Do School Bans Really Teach Children Anything?
Young Woman
Does Banning something at School Teach Children Anything?
British schools have been in the news lately. Banning make up, mirrors and skirts because they cannot regulate them. One school has banned make up for 14 – 16 year old girls, and removed the mirrors from their lavatories, after reasonable make up rules were ignored. Saying that because girls were spending too much time in the toilet in their lunchtime, and teachers were spending half an hour a day, talking to girls about their make up, the only sensible thing was to ban it completely. Another school banned skirts after girls were wearing them too short, in contravention of reasonable skirt length rule. Is reaching for an outright ban on completely normal teenage behaviour sensible, and was it not ever thus? A complete ban does not teach teenagers how to moderate or regulate their own behaviour.
Most British schools have compulsory school uniform and teenage girls, and boys, have always adapted the uniform to suit their own ideas of fashion. Forty years ago, parents and teachers controlled this tendency very successfully. It was all very simple. Girls were not allowed to wear short skirts or make up to school. Parents and teachers controlled this with common sense, and humour, using two different tactics. Parents played their part in enforcing school discipline. Teachers used their commonsense.

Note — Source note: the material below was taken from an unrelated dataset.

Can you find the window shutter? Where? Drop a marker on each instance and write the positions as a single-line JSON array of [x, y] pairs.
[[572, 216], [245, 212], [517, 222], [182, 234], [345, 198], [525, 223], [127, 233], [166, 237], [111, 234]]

During the nineteen sixties, teenaged girls wanted to wear micro mini skirts as Mary Quant, Twiggy, and Lulu did. Parents and teachers naturally did not want young girls wear skirts that showed their underwear to all and sundry. Parents, when buying their daughters’ school uniform skirts ensured they were the correct length and that no alteration was made to the skirt, and that, when their daughters left the house for school, each morning, the skirt was not rolled up. Teachers seeing a girl with a too shirt skirt simply told her to roll the top down. Also spot checks were made, once a term or so, all girls were asked to stay in the hall after assembly, they then knelt on the floor, the headmistress or senior female teacher walked up and down the rows with a yardstick measuring the distance between hemlines and floor. Any skirt more than two inches from the floor earned its owner detention, or extra work. Girls knew where they stood and they could be slightly fashionable, but not take it to an extreme degree. Girls also knew that there was little point in complaining to their parents about teachers punishing them for having too short a skirt, since parents would agree with the teachers.
Teachers dealt with make-up in a slightly different way. Make-up was forbidden and girls knew it was. However, teachers ignored discreet eye make up, a little mascara or similar. Teachers all carried the small handy packets of tissues (Kleenex) , and girls sporting heavy make-up were simply handed a tissue and told to go and wash their faces, repeat offenders were given detention or extra work. It took very little time on the part of teachers and those breaching the ban got no sympathy from their parents or their peers, in fact, other girls were likely to tell them off for overstepping the mark. Girls learnt the difference between heavy and discreet make up, self-discipline, and were still allowed to do something perfectly natural for girls of that age.
These two approaches seem much more sensible than banning natural behaviour. They also teach youngsters about moderate behaviour and allow them to follow perfectly natural inclinations, without endangering themselves or looking like fools. Bans do not teach youngsters anything at all and do not help them to learn self-discipline. Surely, education is supposed to teach and educate the whole child rather than just filling their heads with facts.